Este é o lobby que vai negociar a lei da habitação com o governo

O conselho de administração da Confederação Nacional de Agentes e Empresas Imobiliárias (CNAEI) vai reunir-se pela primeira vez no dia 30 de julho. O seu objetivo é influenciar a nova lei da habitação preparada pelo governo de Pedro Sánchez na atividade de agentes imobiliários (APIs) e agências.

O promotor deste lobby é Gerard Duelo, o gestor que, sem dúvida, acumula mais cargos neste setor: preside ao Conselho Geral de Associações Oficiais da API de Espanha, ao Conselho Geral das Escolas da Catalunha, à escola de Barcelona – que duplica em madrid – e à Associação de Agentes Imobiliários da Catalunha (AIC), que é a entidade com mais parceiros no setor da intermediação imobiliária. Também presidirá à nova confederação.

Além disso, o Duelo está por trás de outras organizações. Até fadei, o grande empregador das agências espanholas, integrado com o CEOE, que preside a Montserrat Junyent em nome da Associação Mediterrânica de Empresários Imobiliários (Amei), que está sob o controlo do próprio Duelo. Na verdade, Junyent preside ao empregador por delegação.

 

 

Duelo diz que, como presidente do conselho geral das escolas da API em Espanha, basta apresentar propostas ao Governo sobre a regularização do setor, mas que preferiu alargar o apoio. Recorde-se que no setor profissionais e empresários oficialmente qualificados que não têm uma licenciatura específica coexistem, embora todos estejam envolvidos na intermediação imobiliária.

Indica que o Presidente Pedro Sánchez e o Ministro José Luis Abalos, bem como altos dirigentes do Ministério do Desenvolvimento, o encorajaram a apresentar propostas sobre a futura lei da habitação relativa à regulação das APIs e das agências imobiliárias.

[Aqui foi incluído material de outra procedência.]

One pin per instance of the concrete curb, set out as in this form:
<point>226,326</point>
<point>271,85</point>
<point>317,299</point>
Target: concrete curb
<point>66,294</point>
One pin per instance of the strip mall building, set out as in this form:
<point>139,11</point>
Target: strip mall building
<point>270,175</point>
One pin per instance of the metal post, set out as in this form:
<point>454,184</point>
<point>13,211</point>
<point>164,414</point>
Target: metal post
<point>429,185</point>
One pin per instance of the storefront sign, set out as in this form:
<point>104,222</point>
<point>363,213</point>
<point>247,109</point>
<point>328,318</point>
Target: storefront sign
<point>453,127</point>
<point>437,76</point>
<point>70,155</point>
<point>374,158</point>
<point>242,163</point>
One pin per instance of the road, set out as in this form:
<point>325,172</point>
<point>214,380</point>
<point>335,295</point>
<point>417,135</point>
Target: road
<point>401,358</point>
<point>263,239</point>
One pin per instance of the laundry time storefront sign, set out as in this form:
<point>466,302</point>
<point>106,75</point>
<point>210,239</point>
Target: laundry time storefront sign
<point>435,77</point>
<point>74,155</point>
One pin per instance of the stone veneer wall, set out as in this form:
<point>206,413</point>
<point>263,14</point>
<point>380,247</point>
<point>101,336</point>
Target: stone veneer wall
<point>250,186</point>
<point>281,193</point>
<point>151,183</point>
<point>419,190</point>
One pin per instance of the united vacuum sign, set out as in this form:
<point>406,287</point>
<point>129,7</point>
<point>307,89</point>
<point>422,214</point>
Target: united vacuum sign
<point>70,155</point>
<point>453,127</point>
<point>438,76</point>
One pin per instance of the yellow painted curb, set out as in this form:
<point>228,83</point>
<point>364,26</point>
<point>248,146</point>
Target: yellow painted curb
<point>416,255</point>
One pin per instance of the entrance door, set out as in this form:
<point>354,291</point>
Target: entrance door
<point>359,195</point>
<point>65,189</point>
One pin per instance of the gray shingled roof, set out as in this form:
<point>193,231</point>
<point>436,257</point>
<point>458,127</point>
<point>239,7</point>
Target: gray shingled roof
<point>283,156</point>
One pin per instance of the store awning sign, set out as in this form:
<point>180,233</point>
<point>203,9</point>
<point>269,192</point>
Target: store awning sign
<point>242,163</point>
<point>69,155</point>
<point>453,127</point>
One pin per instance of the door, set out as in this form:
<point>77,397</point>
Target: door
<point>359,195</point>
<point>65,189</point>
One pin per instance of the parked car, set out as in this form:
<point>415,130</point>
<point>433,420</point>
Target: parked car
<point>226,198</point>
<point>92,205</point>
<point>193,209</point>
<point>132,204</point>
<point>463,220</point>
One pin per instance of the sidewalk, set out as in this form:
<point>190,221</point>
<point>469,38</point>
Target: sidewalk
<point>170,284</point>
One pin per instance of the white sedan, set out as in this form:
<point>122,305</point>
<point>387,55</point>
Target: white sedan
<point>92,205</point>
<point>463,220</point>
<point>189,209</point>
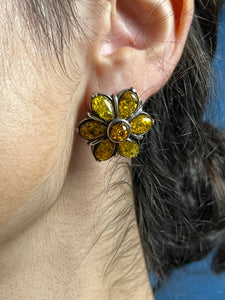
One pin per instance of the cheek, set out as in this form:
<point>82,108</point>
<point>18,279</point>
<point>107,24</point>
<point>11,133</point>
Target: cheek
<point>36,135</point>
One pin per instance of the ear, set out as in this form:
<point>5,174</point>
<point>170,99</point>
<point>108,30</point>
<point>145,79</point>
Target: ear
<point>139,43</point>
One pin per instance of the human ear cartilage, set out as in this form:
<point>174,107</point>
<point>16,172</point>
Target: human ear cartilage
<point>115,124</point>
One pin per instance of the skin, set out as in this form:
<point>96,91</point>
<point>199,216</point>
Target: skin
<point>62,214</point>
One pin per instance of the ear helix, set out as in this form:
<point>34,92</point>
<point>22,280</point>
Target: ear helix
<point>115,125</point>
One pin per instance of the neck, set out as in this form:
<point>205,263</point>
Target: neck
<point>86,246</point>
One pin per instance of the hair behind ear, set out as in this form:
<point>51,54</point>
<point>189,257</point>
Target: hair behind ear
<point>180,169</point>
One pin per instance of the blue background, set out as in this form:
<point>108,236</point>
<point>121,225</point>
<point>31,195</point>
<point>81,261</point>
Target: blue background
<point>195,281</point>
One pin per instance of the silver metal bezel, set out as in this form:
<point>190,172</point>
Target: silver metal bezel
<point>116,121</point>
<point>115,103</point>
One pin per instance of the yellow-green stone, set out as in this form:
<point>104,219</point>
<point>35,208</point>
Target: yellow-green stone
<point>102,107</point>
<point>141,124</point>
<point>104,150</point>
<point>91,130</point>
<point>128,103</point>
<point>119,132</point>
<point>129,149</point>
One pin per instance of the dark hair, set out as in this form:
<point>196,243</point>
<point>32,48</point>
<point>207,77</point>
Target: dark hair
<point>179,177</point>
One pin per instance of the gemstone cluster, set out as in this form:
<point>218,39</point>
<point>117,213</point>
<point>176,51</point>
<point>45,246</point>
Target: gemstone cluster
<point>116,124</point>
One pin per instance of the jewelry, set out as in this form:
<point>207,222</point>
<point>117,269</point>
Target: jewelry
<point>116,124</point>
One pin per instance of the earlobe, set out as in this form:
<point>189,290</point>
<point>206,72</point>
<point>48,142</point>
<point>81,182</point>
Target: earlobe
<point>141,45</point>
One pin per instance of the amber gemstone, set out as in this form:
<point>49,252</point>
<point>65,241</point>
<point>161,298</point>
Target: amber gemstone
<point>141,124</point>
<point>119,132</point>
<point>92,130</point>
<point>102,107</point>
<point>127,104</point>
<point>129,149</point>
<point>104,150</point>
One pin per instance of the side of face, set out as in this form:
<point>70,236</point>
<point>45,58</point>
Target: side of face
<point>38,112</point>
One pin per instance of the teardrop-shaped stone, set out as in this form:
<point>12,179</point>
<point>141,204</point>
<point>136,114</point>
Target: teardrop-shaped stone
<point>102,107</point>
<point>104,150</point>
<point>92,130</point>
<point>129,149</point>
<point>141,124</point>
<point>127,104</point>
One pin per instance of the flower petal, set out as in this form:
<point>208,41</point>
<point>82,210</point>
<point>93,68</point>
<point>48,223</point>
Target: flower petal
<point>104,150</point>
<point>92,130</point>
<point>127,104</point>
<point>141,124</point>
<point>129,148</point>
<point>102,107</point>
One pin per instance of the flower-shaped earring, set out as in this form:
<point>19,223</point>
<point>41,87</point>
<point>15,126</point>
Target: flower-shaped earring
<point>116,124</point>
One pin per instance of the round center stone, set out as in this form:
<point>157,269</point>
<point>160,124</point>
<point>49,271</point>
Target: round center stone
<point>119,132</point>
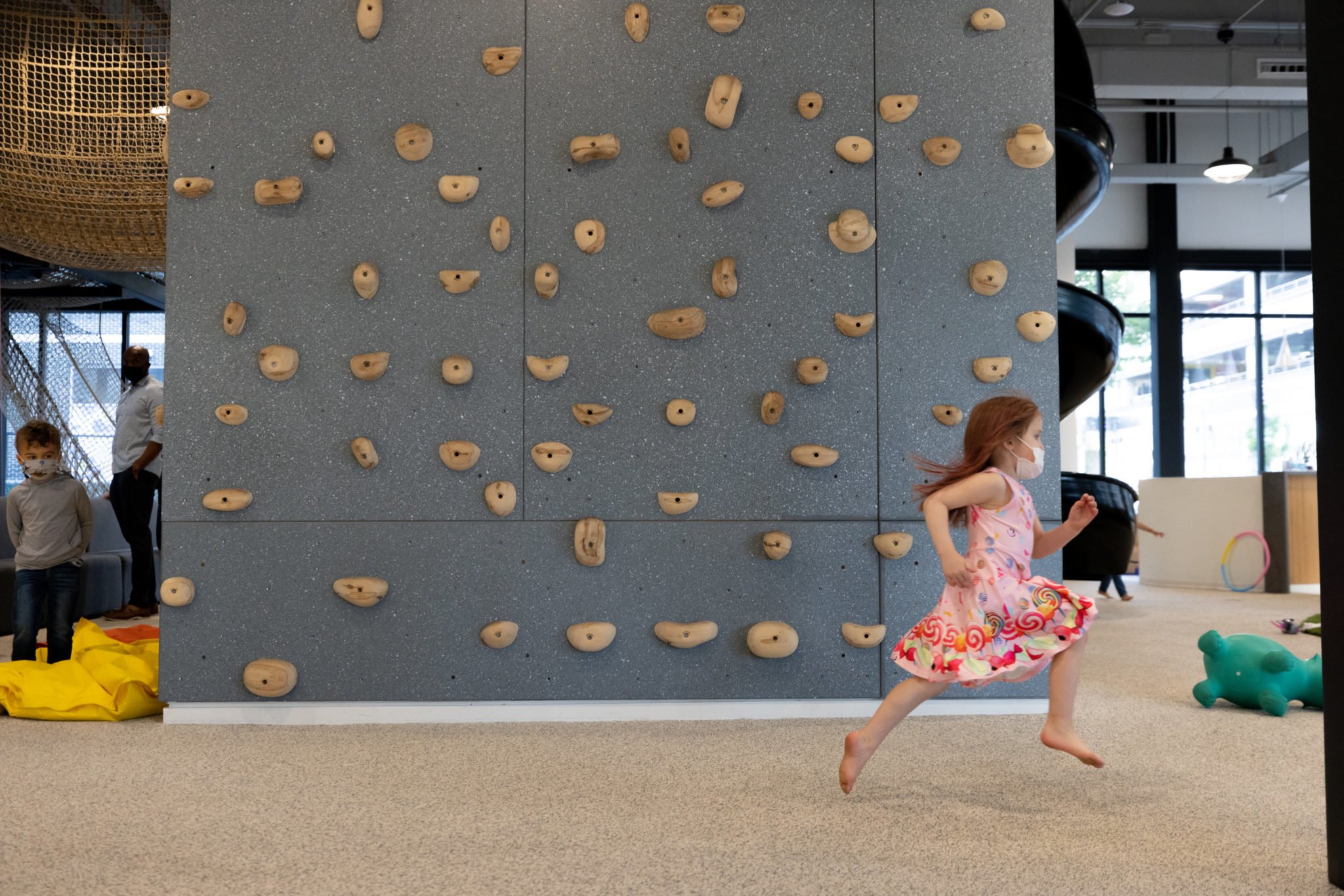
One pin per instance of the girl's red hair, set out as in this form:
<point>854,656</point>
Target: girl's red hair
<point>992,422</point>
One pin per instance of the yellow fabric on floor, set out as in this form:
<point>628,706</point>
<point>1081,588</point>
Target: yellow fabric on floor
<point>104,680</point>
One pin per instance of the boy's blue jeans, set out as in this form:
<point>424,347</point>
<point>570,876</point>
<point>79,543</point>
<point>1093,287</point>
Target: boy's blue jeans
<point>57,589</point>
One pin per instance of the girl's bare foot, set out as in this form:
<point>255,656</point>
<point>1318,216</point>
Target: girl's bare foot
<point>1058,737</point>
<point>856,752</point>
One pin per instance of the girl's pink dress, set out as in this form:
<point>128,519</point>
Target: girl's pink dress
<point>1010,624</point>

Para tal, contactou a maioria das 125 organizações espanholas neste setor. Afirma que a grande maioria aceitou a sua proposta, embora à mesa do CNAEI, a nova confederação, sejam apenas representantes das principais federações: Fadei, FAI, NAPI, Fasapi e o conselho geral das escolas da API em Espanha.

“Uma voz comum”
A confederação não tem sede nem empregados. O duelo define-o como uma “mesa de diálogo” para acordar “uma voz comum” nas propostas que elevarão o Governo a iniciativas legais para regular o setor.

O duelo sublinha que o regulamento que prosseguem não implicaria um “privilégio” para as APIs qualificadas, uma vez que a Comissão Nacional dos Mercados e da Concorrência (CNMC) não nos permitiria regressar a este tipo de exclusividade, como aconteceu antes da liberalização do sector em 2000. No entanto, pode servir para que aqueles que atuam como agentes numa simples licença fiscal na calçada, “sem estarem atualizados com as leis e sem seguro de responsabilidade civil subsidiária para responder a um mau serviço”. O duelo insiste que defende todo o setor.

Críticos
Entre os que se opõem à criação de uma grande confederação está María José Corrales, que foi presidente do patrocínio da AEGI, antepassado de Fadei, e que esteve na fundação desta última. Está à frente da Vivienda2 há 36 anos.

Corrales avisa que “vozes únicas acabam por se tornar vozes únicas” e que isso “não é nada desejável, nem aconselhável nem animador” num setor tão diverso como o imobiliário. Opõe-se a uma confederação que aspira a ser “a voz” de todos. Insiste que é contra “vozes únicas” num país ou no mundo dos negócios.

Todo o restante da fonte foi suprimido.